研究オタクな令嬢は、ドラゴン【研究対象】に夢中。
ーーこ、こんなんじゃ殿方に愛想つかされて終わりでは……?!こんなにも相手を落とす方法って難しいものなの?!一体どうしたら……!!
まだ収まらない胸騒ぎと体の熱をどこかに逃がしたくて、深いため息をついた。
思っていたものと違う結果に肩を落とすが、妙に擽ったくなるこの気持ちに項垂れるしかない。
ヴァイルと楽しそうにはしゃぐジュナに混ざって今のは無かったことにしたい程、ただただ恥ずかしい。穴があったら入りたいということは、この事かと身をもって知る。
それと同時にイリアの心に静かに火がついた。
ーーまだ始めたことなんだから、諦めてはダメ。やってやるのよ、イリア!!
頬を叩いて燃え始める気持ちへと切り替えて、まずは目の前のジュナの翼の装着へと意識を向けた。試作品にしてここまで早い段階で宙に浮いたのだ。

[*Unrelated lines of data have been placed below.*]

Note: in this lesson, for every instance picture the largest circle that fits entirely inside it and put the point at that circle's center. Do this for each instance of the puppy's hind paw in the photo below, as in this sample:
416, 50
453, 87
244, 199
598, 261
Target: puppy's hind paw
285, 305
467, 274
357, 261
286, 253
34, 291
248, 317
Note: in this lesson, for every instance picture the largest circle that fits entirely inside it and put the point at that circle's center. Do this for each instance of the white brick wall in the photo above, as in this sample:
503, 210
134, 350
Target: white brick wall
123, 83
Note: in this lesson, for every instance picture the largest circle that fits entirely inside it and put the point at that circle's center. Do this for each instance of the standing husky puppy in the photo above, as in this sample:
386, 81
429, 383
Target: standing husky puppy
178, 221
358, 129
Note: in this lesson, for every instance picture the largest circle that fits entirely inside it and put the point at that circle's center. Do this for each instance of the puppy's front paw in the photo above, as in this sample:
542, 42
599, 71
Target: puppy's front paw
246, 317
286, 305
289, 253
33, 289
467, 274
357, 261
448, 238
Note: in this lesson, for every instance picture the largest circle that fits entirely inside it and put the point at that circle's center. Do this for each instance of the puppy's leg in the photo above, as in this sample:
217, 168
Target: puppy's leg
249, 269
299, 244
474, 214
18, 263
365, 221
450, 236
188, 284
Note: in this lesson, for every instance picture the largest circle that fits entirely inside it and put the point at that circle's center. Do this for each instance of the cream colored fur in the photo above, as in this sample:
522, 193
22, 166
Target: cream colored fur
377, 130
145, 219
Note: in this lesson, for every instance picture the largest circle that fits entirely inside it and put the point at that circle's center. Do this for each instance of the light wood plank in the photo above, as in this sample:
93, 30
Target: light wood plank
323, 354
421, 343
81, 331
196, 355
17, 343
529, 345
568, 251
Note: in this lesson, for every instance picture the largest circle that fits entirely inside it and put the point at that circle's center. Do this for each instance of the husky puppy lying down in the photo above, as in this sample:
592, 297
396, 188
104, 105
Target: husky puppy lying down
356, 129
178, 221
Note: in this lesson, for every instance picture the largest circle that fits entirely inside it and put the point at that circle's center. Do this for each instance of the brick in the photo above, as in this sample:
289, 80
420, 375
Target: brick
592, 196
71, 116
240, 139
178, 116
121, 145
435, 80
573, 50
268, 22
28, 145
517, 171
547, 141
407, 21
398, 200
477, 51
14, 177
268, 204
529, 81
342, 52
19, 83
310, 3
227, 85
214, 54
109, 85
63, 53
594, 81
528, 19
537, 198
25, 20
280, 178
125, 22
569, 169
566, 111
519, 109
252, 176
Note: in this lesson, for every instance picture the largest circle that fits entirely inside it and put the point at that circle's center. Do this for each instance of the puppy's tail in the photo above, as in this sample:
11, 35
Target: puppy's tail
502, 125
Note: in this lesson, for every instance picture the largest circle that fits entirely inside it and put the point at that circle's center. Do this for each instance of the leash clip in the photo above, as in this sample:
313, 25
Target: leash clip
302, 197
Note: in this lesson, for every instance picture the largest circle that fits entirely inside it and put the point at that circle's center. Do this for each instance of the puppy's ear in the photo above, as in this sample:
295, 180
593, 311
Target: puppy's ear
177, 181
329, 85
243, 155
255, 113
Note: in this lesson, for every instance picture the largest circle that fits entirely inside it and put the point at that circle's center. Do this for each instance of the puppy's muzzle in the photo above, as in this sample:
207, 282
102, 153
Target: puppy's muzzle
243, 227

これで終わりにするわけにはいかないと、先程書いた設計図を見直しながら構想を練る。
そして読み込んだ恋愛指南書の内容をもう一度頭の中で思い浮かべて、何がいけなかったのかをよく考察した。
ーー私はどっちも成し遂げるって決めたの。だから!!
ジュナの翼の装具とヒューリを盗み見て、鼻息を荒くしながらイリアの奮闘する日々が始まった。